Earlier this month, at the request of Idaho Game and Fish Department, the United States Department of Agriculture Wildlife Services’ agents aerial gunned down 20 wolves in the remote Lolo Creek area of the Clearwater National Forest — public lands that belong to the American people. State officials blamed these wolves for killing too many elk, which are their natural prey. Before the wolves returned to this area in the 1990s, elk here were already in steep decline. At that time, the state blamed it on bears and cougars, encouraging hunters to target them. But that did not bring back the elk for hunters.

Wolf rally on steps of Idaho statehouse, © Defenders of Wildlife
Now the blame has turned to wolves. Why? Because state officials are unwilling to admit that this forest habitat can no longer support these huge elk herds and it’s not because of wolves or cougars or bears. It’s because this habitat has changed dramatically. Fire suppression, invasion of nonnative weeds, and pressure from climate change and hunters on ATVs have changed the habitat conditions.

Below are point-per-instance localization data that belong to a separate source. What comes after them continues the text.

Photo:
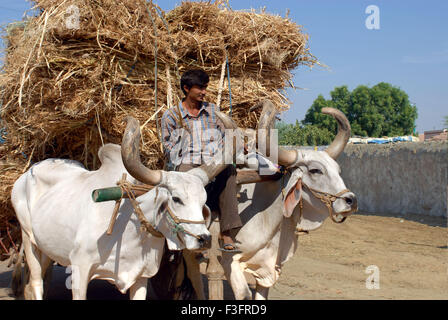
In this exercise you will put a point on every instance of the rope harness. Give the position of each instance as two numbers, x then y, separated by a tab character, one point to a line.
325	197
128	189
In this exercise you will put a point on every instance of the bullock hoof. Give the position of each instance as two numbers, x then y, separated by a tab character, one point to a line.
228	247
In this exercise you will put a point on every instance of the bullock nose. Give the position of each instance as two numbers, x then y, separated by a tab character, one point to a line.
351	200
205	240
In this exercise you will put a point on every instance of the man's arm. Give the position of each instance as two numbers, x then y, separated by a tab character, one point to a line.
168	126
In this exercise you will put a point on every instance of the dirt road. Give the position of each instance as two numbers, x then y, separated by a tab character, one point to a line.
407	255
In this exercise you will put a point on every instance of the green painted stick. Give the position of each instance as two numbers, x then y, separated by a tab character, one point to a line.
107	194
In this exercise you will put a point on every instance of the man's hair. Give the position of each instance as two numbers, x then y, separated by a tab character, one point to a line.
196	77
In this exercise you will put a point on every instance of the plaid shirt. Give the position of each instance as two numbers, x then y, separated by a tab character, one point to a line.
189	139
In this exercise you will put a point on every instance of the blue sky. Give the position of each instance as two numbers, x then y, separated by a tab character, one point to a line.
410	50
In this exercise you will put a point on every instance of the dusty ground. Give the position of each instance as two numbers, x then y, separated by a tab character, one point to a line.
410	252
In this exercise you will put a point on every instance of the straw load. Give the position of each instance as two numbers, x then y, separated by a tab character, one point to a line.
76	70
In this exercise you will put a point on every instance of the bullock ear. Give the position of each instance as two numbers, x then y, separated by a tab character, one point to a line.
292	199
207	214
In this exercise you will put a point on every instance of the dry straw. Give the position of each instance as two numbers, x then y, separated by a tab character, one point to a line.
65	88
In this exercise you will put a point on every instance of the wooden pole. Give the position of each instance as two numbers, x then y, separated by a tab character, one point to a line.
215	273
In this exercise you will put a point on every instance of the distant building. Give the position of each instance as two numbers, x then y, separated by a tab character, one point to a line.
436	135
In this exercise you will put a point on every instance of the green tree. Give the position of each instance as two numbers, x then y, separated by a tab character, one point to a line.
297	134
383	110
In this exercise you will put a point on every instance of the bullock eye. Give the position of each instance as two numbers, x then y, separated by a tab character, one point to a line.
177	200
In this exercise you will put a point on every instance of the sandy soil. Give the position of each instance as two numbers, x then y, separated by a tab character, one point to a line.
410	253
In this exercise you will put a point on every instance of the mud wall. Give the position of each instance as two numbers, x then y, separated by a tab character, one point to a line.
399	178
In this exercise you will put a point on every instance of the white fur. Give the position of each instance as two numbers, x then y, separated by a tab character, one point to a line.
61	222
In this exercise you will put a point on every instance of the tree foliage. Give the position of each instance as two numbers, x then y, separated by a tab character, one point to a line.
310	135
382	110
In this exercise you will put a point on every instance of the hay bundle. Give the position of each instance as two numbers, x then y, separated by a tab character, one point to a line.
66	88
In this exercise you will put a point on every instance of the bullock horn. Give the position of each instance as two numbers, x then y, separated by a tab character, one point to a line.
339	143
130	153
267	120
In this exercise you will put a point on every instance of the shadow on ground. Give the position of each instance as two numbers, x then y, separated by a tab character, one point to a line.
433	221
97	290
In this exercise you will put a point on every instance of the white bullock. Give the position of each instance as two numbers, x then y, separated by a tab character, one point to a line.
60	222
275	212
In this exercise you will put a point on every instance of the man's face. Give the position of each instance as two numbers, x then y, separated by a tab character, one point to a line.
196	93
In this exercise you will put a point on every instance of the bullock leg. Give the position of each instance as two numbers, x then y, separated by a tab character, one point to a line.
236	277
35	288
47	272
194	273
80	281
261	292
138	289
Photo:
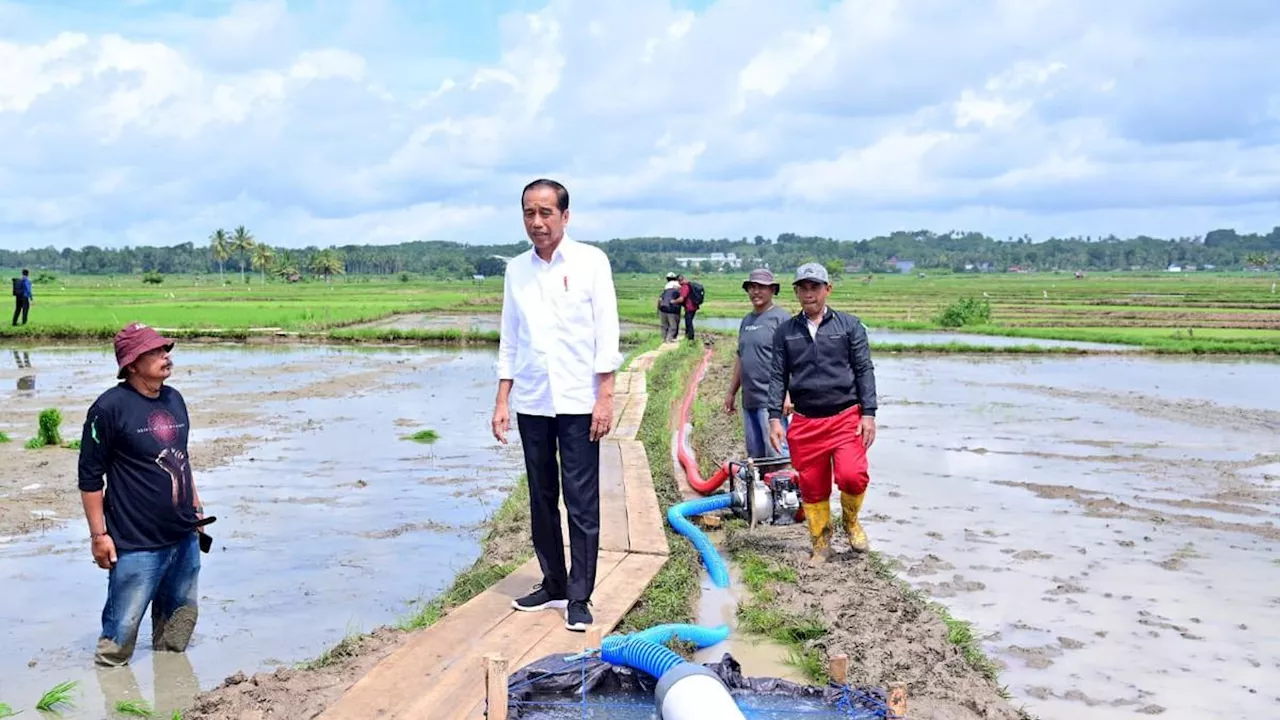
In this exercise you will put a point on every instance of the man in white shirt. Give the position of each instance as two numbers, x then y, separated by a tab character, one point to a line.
557	356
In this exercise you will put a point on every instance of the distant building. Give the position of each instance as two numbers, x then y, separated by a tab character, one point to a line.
720	260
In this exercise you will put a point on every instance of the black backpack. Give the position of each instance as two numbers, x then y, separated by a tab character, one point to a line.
668	300
698	294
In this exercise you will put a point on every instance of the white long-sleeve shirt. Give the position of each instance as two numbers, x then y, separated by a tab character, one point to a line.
560	329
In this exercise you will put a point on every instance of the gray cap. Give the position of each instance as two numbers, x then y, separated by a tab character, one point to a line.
762	276
812	272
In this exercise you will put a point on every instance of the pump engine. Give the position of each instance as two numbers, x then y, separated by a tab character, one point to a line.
764	490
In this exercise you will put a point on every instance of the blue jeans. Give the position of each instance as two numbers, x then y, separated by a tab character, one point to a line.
165	579
755	428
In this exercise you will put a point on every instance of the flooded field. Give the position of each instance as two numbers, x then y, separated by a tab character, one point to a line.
917	337
328	520
1110	525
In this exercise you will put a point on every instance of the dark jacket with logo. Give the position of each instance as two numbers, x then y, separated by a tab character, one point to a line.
827	374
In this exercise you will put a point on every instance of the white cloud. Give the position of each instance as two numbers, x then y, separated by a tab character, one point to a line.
845	118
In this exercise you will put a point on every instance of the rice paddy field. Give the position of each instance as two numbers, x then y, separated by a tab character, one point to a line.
1162	311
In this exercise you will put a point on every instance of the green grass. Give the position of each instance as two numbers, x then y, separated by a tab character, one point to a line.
58	697
1157	305
424	436
135	709
670	596
959	632
760	614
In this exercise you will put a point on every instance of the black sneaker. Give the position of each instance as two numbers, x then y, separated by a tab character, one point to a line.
579	616
539	600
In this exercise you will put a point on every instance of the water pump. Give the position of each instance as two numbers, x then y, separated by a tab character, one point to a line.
764	490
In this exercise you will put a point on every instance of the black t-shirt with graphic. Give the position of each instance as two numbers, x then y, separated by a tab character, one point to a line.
140	445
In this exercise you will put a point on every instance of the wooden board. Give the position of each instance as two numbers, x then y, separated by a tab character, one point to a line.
611	604
615	533
632	415
643	511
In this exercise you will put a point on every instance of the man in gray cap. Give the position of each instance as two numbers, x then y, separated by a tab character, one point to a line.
823	359
755	361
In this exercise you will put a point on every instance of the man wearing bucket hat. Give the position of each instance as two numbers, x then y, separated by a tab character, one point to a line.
754	363
823	359
144	524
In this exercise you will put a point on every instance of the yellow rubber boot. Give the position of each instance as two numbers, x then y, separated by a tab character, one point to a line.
818	515
851	505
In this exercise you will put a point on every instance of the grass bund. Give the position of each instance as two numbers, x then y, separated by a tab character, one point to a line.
672	593
1161	313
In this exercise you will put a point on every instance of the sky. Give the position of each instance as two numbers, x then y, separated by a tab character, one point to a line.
333	122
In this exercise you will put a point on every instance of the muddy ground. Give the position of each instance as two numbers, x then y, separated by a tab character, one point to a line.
39	486
307	691
301	452
1107	524
888	633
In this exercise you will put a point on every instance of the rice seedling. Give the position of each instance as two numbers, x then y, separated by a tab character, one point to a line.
135	707
424	436
58	696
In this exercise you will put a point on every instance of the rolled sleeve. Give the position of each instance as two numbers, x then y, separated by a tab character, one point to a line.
604	308
508	332
95	449
864	372
778	372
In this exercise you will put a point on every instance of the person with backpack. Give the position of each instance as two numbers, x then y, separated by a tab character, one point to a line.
22	297
668	309
691	296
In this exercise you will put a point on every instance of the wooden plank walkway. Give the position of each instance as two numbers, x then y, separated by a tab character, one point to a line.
438	673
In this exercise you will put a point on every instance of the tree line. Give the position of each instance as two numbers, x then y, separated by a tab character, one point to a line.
238	251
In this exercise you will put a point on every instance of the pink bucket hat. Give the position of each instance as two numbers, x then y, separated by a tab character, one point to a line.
135	341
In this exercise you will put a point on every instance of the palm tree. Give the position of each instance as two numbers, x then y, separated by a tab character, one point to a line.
242	244
327	263
263	256
220	246
286	265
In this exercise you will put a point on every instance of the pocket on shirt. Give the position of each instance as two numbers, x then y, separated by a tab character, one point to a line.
576	306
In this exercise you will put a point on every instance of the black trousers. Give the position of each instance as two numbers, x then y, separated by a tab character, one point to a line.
21	306
577	470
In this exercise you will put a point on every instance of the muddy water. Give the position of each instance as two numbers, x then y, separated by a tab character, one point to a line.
476	322
913	337
328	522
759	657
1110	525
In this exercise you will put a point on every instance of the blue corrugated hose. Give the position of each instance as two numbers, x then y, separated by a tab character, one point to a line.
641	655
679	518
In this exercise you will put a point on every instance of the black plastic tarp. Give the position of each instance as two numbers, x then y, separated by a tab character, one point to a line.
553	678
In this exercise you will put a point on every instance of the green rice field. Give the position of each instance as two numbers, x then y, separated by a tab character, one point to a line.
1162	311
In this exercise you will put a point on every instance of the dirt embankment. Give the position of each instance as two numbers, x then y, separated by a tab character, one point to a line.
306	691
888	633
39	487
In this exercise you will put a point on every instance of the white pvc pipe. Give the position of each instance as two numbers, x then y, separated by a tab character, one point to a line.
693	692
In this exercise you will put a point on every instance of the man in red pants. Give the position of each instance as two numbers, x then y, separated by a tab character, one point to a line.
822	358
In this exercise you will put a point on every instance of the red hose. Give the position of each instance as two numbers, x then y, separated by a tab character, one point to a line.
686	460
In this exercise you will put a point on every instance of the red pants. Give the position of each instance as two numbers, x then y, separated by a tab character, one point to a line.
822	445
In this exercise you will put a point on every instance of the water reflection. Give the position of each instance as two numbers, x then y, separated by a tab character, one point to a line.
172	679
26	383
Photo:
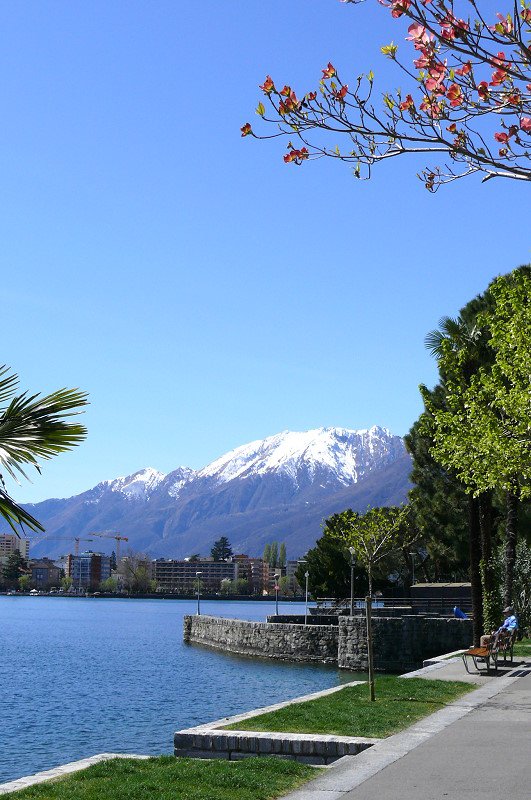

The huge open meadows cleared by fire have converted to brushy thickets, denser trees and less grass. It can no longer support the huge elk herds that once grazed here. Even if the state killed every wolf, it would not bring back the elk herds to their historically high levels. But that is not stopping Idaho’s anti-wolf politicians from using wolves as the scapegoat for elk’s continued decline. These aerial gunners killed 80 to 90 percent of the wolves in the area.
 There were fewer than 1,000 wolves estimated left in the entire state in 2014. There are also 3,000 mountain lions, 20,000 black bears, 50,000 coyotes, 100,000 elk and nearly a quarter million deer statewide. Yet the state of Idaho plans to spend millions of tax dollars each year to kill wolves. State political leaders value the elk and deer populations. Many politicians even say they wish they could kill all the wolves in Idaho. Many wish wolves had never returned.

On February 15, 2016, nearly 70 men, women and children gathered on the steps of the state capitol in Boise to speak for the wolves. We protested the killings, and we demanded the Governor and state legislature stop the unrestrained killing of this important but undervalued species.

Wolves were nearly eradicated by man’s ignorance and fear and they are threatened once again by these same perceptions. It’s time to stop this madness. Will you join with us? The Idaho Department of Fish and Game is holding a public hearing on March 9 in Boise, Idaho at 7 pm. Even if you just bring a sign expressing your support for wolves, it is important that you attend. If you can speak on behalf of wolves, we can help you prepare a 3 minute testimony. The wolves cannot speak for themselves. They need all of us to fill every seat with people who care. And if you don’t live in Idaho, you can still speak out against the actions the state took in the Lolo.

Will you come and speak for the wolf?